Carrey, yang kini berusia 64 tahun, tampil dengan rambut sebahu terurai belah tengah dan wajah yang bersih tanpa janggut atau kumis, setelah bertahun-tahun kerap terlihat dengan rambut gondrong dan janggut lebat. Perubahan ini membuat banyak pihak menilai wajahnya tampak “berubah” dan “sulit dikenali”. Di atas panggung, ia menyampaikan pidato menyentuh dalam bahasa Prancis. “Sebagai seorang aktor, setiap karakter yang Anda perankan seperti tanah liat di tangan pematung, yang Anda bentuk sesuai keinginan hati Anda,” ujarnya. “Betapa beruntungnya saya bisa berbagi seni ini dengan begitu banyak orang yang benar-benar membuka hati mereka kepada saya.”
Namun, fokus utama warganet justru tertuju pada transformasi wajahnya. Spekulasi mengenai kemungkinan prosedur kosmetik seperti Botox, facelift, pengisi pipi, atau bahkan operasi mata merebak di berbagai platform. Beberapa komentar penggemar di media sosial X (sebelumnya Twitter) menunjukkan kebingungan yang mendalam. Salah satu pengguna menyatakan, “Tidak mungkin ini dia. Seluruh bakatnya adalah membuat ekspresi wajah yang berbeda. Tidak mungkin dia melakukan transformasi wajah ini. Dia sama sekali tidak terlihat seperti Jim Carrey.” Ada pula yang berseru, “Selebriti harus santai dengan operasi.”
Bahkan, teori konspirasi seperti “Jim Carrey telah diganti” atau “dia dikloning” sempat beredar luas, terutama setelah sebuah klip video lama Carrey yang mengatakan “Saya mati” kembali viral bersamaan dengan kemunculannya di César Awards.
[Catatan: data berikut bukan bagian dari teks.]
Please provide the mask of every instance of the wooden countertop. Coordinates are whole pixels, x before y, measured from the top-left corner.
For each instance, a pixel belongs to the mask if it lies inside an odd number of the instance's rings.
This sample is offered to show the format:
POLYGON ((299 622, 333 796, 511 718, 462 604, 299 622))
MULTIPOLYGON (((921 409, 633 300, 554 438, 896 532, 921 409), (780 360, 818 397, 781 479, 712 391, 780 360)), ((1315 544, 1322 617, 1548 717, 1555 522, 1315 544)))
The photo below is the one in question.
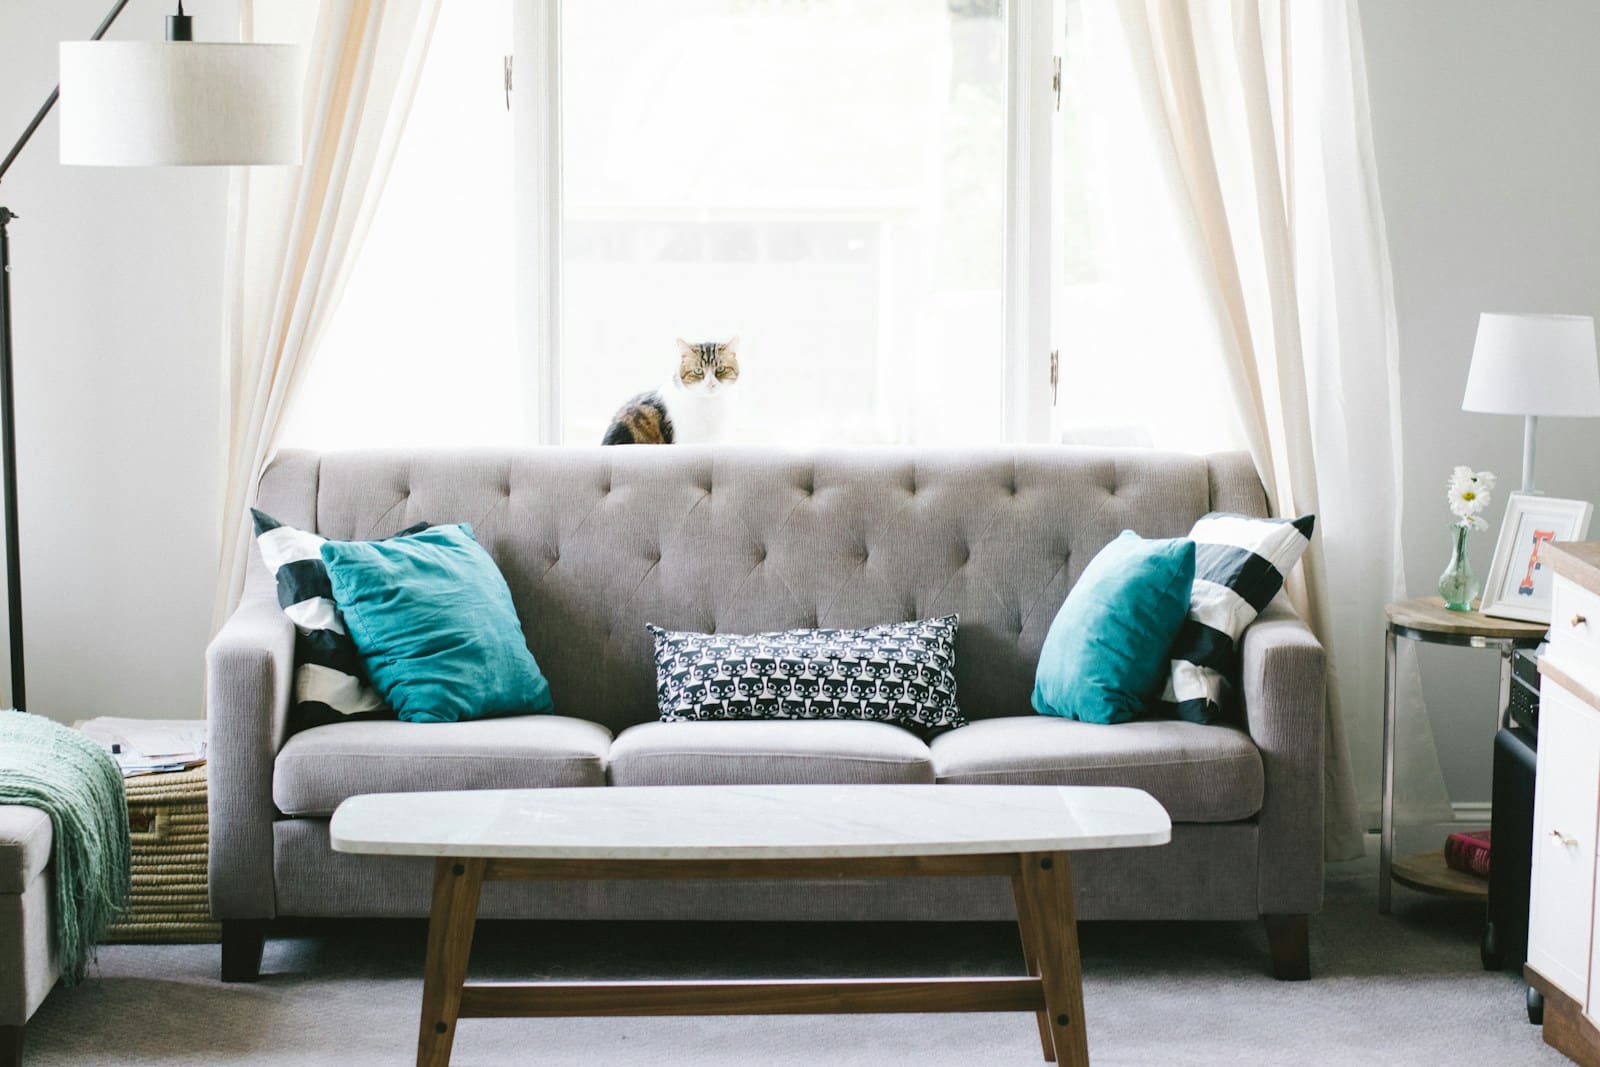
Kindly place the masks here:
POLYGON ((1600 711, 1600 696, 1596 696, 1593 689, 1562 670, 1561 665, 1551 657, 1540 657, 1539 673, 1554 681, 1573 696, 1586 702, 1591 708, 1600 711))
POLYGON ((1552 541, 1539 553, 1555 572, 1600 596, 1600 541, 1552 541))
MULTIPOLYGON (((1600 572, 1597 572, 1597 576, 1600 576, 1600 572)), ((1518 622, 1516 619, 1496 619, 1476 611, 1451 611, 1444 606, 1444 599, 1436 596, 1398 600, 1384 611, 1392 623, 1433 634, 1536 640, 1550 629, 1550 625, 1543 622, 1518 622)))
Meski demikian, tidak semua penggemar bereaksi negatif. Sebagian membela sang aktor, mengatakan bahwa mereka masih bisa melihat “percikan Jim Carrey klasik” di matanya dan bahwa perubahan penampilan adalah hal yang wajar seiring bertambahnya usia.
Penghargaan Honorary César yang diterimanya merupakan pengakuan atas karier aktingnya yang luar biasa. Akademi Perfilman Prancis memuji fleksibilitasnya yang luar biasa dalam berganti antara film blockbuster dan film auteur, serta perannya yang emosional dalam serial “Kidding”. Jim Carrey sendiri sebelumnya sempat menyatakan niatnya untuk pensiun dari dunia akting pada tahun 2022 setelah perilisan film Sonic the Hedgehog 2, dengan alasan ingin menikmati kehidupan yang lebih tenang dan fokus pada seni lukisnya.
Namun, ia kemudian mengklarifikasi bahwa pernyataannya lebih mengarah pada “mengambil jeda” dan akan mempertimbangkan proyek baru jika ada “ide bagus yang datang”. Ia bahkan sempat berkelakar di pemutaran perdana Sonic the Hedgehog 3 pada Desember 2024 bahwa ia membutuhkan uang. Saat ini, Carrey dikabarkan akan kembali ke layar lebar dalam film Sonic the Hedgehog 3 dan juga disebut-sebut akan memerankan George Jetson dalam adaptasi live-action dari serial animasi klasik The Jetsons.
Ini bukan kali pertama penampilan atau pernyataan Jim Carrey memicu perdebatan publik. Pada tahun 2017, wawancaranya di New York Fashion Week yang penuh pernyataan filosofis eksistensial (“Tidak ada saya. Hanya ada hal-hal yang terjadi”) juga sempat viral. Pada November 2025, reuni dengan lawan mainnya di How the Grinch Stole Christmas, Taylor Momsen, di Rock and Roll Hall of Fame Induction Ceremony juga sempat memicu diskusi tentang perubahan penampilannya. Di luar layar, Carrey juga dikenal terbuka tentang perjuangan pribadinya, termasuk pengakuannya pada tahun 2025 bahwa ia telah menggunakan Prozac sejak tahun 1980-an untuk mengatasi “keputusasaan tingkat rendah” dan membahas upaya bunuh diri ayahnya.